Is Brazil the next big thing for private equity?

September 30, 2010, 11:15 PM UTC

Latin America has long been the final frontier for private equity, but its time may have finally arrived. Just look at what’s happening in Brazil.

When I first began covering private equity, my newsletter had a stringer covering Latin America. Then came the Argentinian debt crisis, followed by the rapid emergence of markets like India, China and the Middle East. We had to let her go.

More than a decade later, Latin America’s eclipse may be fading.

Ground zero for the revival is Brazil, where private equity firms invested approximately $3 billion in the first half of 2010. This is more than twice what was invested in all of last year, and is on track to top the record-amount invested in 2007 (which was due more to global M&A boom than anything Brazil-specific).

Much of this year’s activity has been sponsored by local firms, but the spike comes from outsiders.

Apax Partners, for example, recently invested over $540 million for a control stake in Tivit SA, a São Paulo-based provider of IT and BPO services throughout Latin America. It was the firm’s first-ever acquisition in Brazil. More recently, Warburg Pincus co-led a $206 million deal for a Brazilian renewable energy company. That deal came out of a São Paulo office that Warburg Pincus opened just this past February.

Then there is The Carlyle Group, which has done three deals since last year out of its 8-person São Paulo office.

But the biggest move may have come yesterday, when The Blackstone Group agreed to acquire 40% of Pátria Investimentos, a Sao Paulo-based investment firm with $3.7 billion in assets under management. The deal will give Blackstone a ready-made team in Brazil, where it’s never done a deal. For Pátria, it means the flexibility to do much

larger transactions.

With the exception of size, the two firms look like mirror images of one another. Both founding teams previously worked within investment banks, and used private equity as an anchor to launch real estate, hedge and corporate advisory practices. Pátria also has a thriving infrastructure practice, while Blackstone is in the midst of raising its own dedicated infrastructure fund.

“We began having relations with them on the advisory side around ten years ago, when Pátria was being bought and sold out of banks,” explains Blackstone spokesman Peter Rose. “It’s a great cultural fit and, in hindsight, maybe we would have partnered earlier.”

Pátria will continue to manage its own portfolio, and make decisions on new deals in Brazil.
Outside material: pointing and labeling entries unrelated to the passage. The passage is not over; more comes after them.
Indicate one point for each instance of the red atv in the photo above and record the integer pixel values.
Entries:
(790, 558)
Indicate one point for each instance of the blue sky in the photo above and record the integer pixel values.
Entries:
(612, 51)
Blackstone has the option to co-invest out of its existing global funds, and may be asked to fund opportunities that Pátria cannot afford.

Financial terms of the transaction have not been disclosed, except that Blackstone is tapping both cash reserves and its publicly-traded units. All of the cash received by employee-owned Pátria will be used for investment purposes (including to seed future funds).
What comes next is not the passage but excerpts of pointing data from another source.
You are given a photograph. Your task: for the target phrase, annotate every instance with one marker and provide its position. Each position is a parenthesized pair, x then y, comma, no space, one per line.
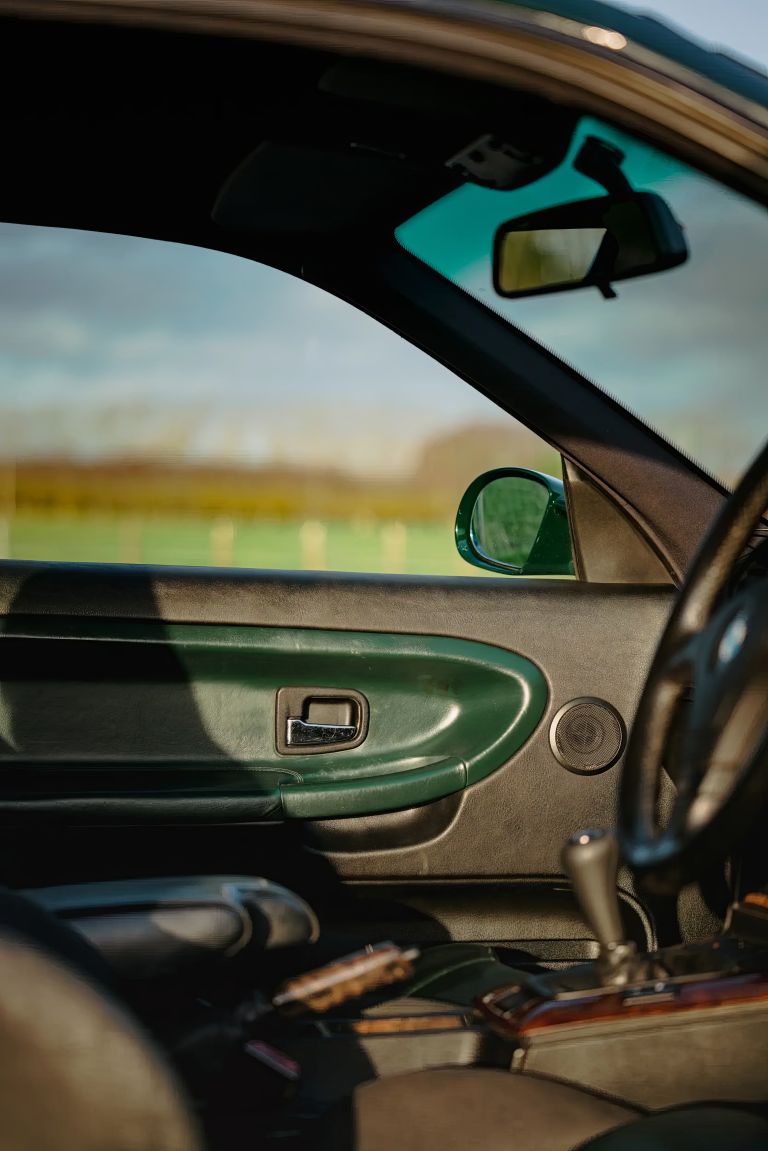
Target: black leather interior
(146,928)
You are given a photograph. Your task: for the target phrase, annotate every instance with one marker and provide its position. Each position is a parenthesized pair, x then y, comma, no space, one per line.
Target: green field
(356,547)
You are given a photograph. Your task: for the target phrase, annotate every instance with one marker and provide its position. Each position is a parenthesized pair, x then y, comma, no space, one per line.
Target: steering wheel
(714,655)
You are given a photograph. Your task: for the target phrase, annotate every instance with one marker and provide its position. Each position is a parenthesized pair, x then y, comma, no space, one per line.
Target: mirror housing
(587,244)
(514,520)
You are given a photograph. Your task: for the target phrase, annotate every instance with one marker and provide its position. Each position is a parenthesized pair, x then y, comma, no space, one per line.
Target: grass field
(187,541)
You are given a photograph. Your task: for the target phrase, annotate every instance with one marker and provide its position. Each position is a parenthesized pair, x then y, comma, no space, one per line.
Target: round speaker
(587,736)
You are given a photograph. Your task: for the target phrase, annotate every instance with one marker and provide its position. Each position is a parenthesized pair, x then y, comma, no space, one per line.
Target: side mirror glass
(515,520)
(588,243)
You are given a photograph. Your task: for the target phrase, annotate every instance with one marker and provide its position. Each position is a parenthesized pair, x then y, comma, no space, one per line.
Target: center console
(677,1026)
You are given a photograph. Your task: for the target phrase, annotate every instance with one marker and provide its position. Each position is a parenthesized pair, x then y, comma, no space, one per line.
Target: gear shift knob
(591,860)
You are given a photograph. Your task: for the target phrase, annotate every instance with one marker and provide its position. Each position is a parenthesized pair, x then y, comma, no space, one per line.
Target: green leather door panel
(122,710)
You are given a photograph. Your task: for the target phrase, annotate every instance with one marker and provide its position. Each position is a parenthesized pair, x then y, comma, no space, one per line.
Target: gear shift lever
(591,860)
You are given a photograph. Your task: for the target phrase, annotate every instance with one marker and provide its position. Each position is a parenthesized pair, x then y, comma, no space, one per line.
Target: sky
(113,345)
(739,27)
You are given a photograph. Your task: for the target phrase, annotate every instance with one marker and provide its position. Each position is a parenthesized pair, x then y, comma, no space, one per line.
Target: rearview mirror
(515,520)
(587,244)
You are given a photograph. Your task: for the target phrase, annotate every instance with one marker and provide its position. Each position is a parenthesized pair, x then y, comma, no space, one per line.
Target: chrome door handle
(301,733)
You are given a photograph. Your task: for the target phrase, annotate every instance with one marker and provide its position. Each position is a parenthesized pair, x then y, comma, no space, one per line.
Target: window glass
(167,404)
(686,348)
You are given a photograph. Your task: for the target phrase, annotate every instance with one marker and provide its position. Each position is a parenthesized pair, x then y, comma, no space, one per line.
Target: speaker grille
(587,736)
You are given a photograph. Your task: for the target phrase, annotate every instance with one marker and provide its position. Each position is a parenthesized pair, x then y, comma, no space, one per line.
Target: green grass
(364,547)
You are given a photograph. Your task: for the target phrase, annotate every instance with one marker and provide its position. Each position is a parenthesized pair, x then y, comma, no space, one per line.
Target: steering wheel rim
(719,647)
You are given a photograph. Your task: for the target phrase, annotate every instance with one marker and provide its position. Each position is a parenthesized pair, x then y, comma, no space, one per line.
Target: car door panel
(98,709)
(580,639)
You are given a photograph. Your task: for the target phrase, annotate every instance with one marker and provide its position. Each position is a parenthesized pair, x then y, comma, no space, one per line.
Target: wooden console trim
(667,999)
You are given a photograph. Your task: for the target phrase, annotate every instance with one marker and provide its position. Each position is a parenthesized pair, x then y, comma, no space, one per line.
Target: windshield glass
(684,349)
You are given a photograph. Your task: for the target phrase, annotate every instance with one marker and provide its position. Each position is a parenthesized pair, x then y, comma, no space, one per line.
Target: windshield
(684,349)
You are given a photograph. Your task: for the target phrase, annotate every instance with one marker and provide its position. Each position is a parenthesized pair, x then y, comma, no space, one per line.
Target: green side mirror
(515,520)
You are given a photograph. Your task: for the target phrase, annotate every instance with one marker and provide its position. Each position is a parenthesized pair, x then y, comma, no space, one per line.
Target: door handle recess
(301,733)
(314,719)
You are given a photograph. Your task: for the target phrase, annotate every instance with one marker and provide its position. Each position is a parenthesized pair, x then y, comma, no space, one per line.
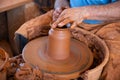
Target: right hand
(60,5)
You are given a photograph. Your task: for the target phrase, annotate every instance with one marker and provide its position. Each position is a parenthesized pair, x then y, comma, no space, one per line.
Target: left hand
(71,15)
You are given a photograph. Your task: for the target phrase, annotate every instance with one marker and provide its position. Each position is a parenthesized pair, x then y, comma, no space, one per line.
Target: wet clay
(17,69)
(58,54)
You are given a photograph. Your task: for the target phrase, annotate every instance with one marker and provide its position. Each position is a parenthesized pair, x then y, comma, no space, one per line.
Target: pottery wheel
(80,58)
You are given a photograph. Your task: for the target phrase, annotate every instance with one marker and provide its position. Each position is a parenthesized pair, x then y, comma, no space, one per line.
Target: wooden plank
(10,4)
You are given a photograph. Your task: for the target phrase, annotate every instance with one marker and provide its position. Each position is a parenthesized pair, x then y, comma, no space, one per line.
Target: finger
(64,22)
(79,21)
(73,25)
(59,10)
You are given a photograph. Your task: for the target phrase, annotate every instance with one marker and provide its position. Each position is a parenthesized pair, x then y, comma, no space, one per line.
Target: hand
(71,15)
(60,5)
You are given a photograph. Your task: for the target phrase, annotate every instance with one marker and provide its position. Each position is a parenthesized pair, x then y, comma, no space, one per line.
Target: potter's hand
(60,5)
(71,15)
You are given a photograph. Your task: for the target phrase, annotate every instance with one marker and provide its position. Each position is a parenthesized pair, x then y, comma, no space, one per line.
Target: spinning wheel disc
(80,59)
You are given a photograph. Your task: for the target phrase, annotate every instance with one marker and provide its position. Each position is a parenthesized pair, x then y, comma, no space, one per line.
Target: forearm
(59,3)
(109,12)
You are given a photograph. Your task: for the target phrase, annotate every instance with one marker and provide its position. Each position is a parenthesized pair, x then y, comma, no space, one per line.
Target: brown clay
(59,43)
(44,52)
(3,60)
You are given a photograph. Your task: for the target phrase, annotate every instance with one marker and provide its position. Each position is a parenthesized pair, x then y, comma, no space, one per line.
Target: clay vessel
(3,60)
(59,43)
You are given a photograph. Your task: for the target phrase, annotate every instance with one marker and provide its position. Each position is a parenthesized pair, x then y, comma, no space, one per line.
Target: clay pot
(59,43)
(3,60)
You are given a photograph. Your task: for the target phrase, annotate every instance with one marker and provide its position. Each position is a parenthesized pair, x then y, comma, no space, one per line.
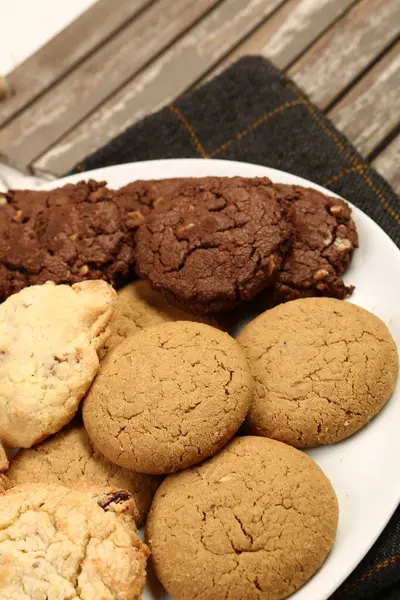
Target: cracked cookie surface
(322,369)
(49,339)
(168,397)
(69,234)
(61,543)
(323,246)
(139,307)
(69,459)
(256,522)
(215,242)
(3,459)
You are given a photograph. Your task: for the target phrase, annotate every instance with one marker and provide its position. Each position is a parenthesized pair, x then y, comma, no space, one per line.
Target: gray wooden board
(371,110)
(67,103)
(387,163)
(172,73)
(289,31)
(347,49)
(65,51)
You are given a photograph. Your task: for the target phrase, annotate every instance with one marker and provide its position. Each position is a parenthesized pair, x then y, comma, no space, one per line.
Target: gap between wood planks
(140,95)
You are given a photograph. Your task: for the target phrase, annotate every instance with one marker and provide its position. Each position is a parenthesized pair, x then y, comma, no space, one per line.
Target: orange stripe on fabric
(340,146)
(254,125)
(189,129)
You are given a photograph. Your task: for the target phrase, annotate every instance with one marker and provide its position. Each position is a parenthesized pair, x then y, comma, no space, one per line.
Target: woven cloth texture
(253,113)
So why all of this attention to Brazil right now? The basic answer is growth.

A recent Ernst & Young report says that Brazil’s “long-term GDP growth rate is projected to be an average of 4.1% through 2040, compared with 2.5% for the U.S. and 1.9% for the EU.”
It also has a giant population with a passion for consumption. For example, Brazilians apparently represents the world’s second-largest market for mobile phones, third-largest market for cosmetics and fourth-largest for chocolate.
Finally, Brazil has been disproportionately ignored by private equity. Industry activity in Brazil is just 0.7% as a part of GDP. That’s well below fellow BRIC nations India and China, and even trails sub-Saharan Africa.
Will it stick?

The question now is whether private equity will stay in Brazil for the long-haul, or just until all the low-hanging fruit is picked. And, if it remains, will it serve as a beachhead for the rest of Latin America?
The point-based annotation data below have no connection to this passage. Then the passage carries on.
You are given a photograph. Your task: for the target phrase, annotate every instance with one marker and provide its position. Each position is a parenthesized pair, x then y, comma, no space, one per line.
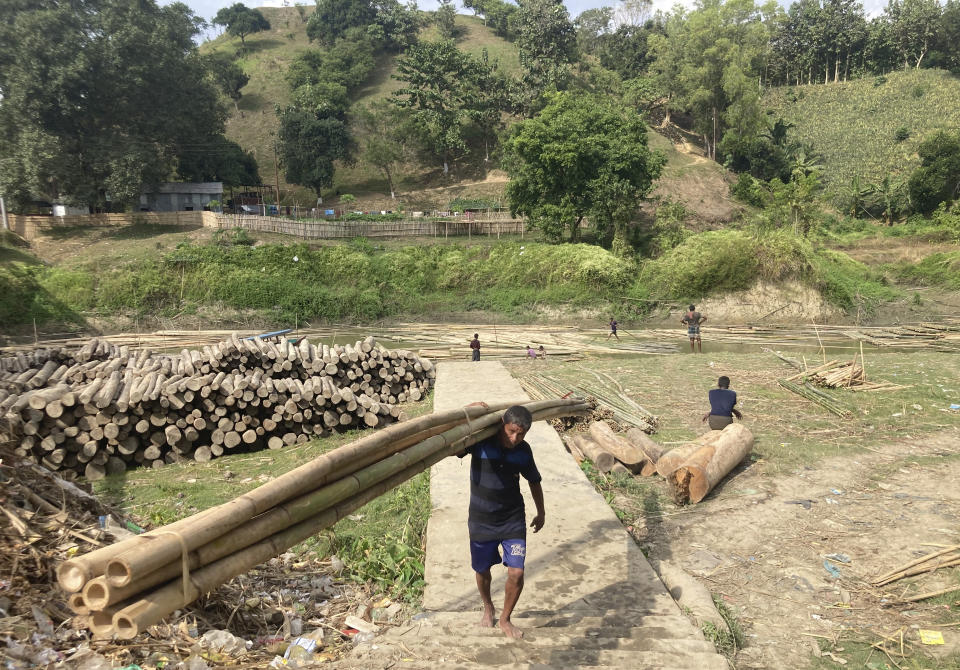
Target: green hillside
(265,60)
(853,126)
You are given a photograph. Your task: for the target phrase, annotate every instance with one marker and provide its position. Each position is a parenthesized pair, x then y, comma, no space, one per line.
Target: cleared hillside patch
(854,125)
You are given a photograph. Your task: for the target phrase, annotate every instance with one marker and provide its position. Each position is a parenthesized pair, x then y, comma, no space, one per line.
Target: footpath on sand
(590,598)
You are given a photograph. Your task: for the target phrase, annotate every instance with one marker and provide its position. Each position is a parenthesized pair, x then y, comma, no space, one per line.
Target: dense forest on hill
(817,120)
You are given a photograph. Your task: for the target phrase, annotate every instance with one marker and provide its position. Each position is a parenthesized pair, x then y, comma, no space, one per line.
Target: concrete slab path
(591,600)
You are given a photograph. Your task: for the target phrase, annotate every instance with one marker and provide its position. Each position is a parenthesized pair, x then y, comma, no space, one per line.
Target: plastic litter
(832,569)
(930,636)
(224,641)
(839,558)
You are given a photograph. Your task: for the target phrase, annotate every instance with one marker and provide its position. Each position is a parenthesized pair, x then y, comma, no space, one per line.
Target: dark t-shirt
(496,504)
(722,401)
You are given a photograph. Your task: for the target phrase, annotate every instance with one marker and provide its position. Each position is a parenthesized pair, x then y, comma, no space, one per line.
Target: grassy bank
(362,281)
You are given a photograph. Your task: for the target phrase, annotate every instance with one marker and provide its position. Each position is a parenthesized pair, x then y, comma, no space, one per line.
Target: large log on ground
(673,459)
(602,460)
(707,466)
(651,450)
(619,447)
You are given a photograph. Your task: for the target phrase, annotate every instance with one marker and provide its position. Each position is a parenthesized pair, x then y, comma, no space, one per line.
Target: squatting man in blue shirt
(497,518)
(722,400)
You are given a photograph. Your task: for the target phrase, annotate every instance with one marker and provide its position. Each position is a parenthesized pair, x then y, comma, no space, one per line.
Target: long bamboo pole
(154,606)
(101,592)
(160,549)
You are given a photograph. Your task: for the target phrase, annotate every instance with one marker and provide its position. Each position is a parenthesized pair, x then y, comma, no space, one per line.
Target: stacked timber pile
(128,586)
(103,408)
(691,470)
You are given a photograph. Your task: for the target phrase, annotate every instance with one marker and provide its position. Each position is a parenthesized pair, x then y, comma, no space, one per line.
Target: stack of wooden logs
(103,408)
(123,588)
(692,469)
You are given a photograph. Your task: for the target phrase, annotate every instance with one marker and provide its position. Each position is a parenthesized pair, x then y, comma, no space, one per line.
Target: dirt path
(760,543)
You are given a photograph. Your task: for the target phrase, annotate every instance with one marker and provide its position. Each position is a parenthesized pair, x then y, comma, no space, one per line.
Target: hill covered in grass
(870,128)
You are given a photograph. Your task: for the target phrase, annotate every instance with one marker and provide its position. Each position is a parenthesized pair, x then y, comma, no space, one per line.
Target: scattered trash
(930,636)
(839,558)
(832,569)
(224,641)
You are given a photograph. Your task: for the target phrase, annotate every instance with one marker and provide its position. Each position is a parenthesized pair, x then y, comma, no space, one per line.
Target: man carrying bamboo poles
(497,516)
(692,320)
(475,347)
(722,401)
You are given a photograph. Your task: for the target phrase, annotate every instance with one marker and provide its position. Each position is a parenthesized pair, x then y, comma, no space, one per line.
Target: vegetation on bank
(359,281)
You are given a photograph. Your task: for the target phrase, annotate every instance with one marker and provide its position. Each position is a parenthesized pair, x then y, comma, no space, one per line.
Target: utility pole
(276,174)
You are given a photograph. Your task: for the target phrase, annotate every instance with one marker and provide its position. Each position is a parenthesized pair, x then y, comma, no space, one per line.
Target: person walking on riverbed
(722,401)
(497,517)
(692,320)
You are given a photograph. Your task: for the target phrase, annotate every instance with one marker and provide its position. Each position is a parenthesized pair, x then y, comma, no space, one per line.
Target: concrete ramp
(590,598)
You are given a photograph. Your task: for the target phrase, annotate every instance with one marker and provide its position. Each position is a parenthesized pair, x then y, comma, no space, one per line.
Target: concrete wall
(29,227)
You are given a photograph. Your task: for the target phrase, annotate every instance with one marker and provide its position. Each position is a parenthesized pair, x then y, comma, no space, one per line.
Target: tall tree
(580,156)
(98,98)
(547,43)
(914,27)
(435,78)
(241,21)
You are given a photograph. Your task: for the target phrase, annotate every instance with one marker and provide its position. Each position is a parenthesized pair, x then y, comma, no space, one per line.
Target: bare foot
(510,630)
(488,618)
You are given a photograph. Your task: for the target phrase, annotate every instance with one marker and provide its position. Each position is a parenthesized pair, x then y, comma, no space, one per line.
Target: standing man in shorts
(475,347)
(692,320)
(497,516)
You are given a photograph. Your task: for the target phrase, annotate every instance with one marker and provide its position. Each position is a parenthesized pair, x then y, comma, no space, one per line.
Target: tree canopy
(99,98)
(241,20)
(580,156)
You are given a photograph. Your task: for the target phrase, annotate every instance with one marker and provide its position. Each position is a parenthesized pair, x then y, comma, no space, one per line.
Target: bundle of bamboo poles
(103,408)
(624,409)
(126,587)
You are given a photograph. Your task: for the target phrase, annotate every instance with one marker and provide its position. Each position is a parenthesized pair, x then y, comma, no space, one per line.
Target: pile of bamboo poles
(811,392)
(103,408)
(607,392)
(126,587)
(946,557)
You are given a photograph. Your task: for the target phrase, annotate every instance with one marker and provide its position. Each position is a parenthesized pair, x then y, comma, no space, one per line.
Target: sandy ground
(760,543)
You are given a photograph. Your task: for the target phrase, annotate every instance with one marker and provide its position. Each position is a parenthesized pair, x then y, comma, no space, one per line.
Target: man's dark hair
(518,415)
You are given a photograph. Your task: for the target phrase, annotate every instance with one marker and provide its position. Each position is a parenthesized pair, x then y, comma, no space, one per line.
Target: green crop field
(853,125)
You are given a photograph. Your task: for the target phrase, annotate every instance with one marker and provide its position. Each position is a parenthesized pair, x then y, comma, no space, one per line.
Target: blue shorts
(484,555)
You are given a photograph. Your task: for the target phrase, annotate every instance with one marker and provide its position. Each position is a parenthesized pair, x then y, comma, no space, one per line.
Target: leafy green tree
(547,43)
(228,75)
(333,18)
(914,28)
(309,145)
(938,177)
(386,135)
(580,156)
(98,98)
(446,19)
(218,159)
(241,20)
(436,78)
As for the first part, the likely answer is affirmative. Not only because of the PE-to-GDP gap, but also because firmsseem set on institutionalizing their presence via dedicated funds of Blackstone-like deals. Don’t be surprised if some of other U.S. firms begin sniffing around for the next Pátria.

As for expanding beyond Brazil, the outlook is a bit more cloudy. Not only because of the language barrier (Brazilians speak Portuguese, not Spanish), but also because there are few other countries large enough to handle dedicated teams from global firms.

“The emphasis right now is clearly on Brazil, because it’s the largest market with the largest set of opportunities,” says Sarah Alexander, CEO of the Emerging Markets Private Equity Association. “However, for the last six to twelve months the institutional investor community has migrated from Brazil-only to more of a pan-Latin American interest.”

She adds that the next country to get on-the-ground teams from U.S. firms could be Colombia, but “most firms probably will begin by doing their first few deals there out of Brazil… or even New York.”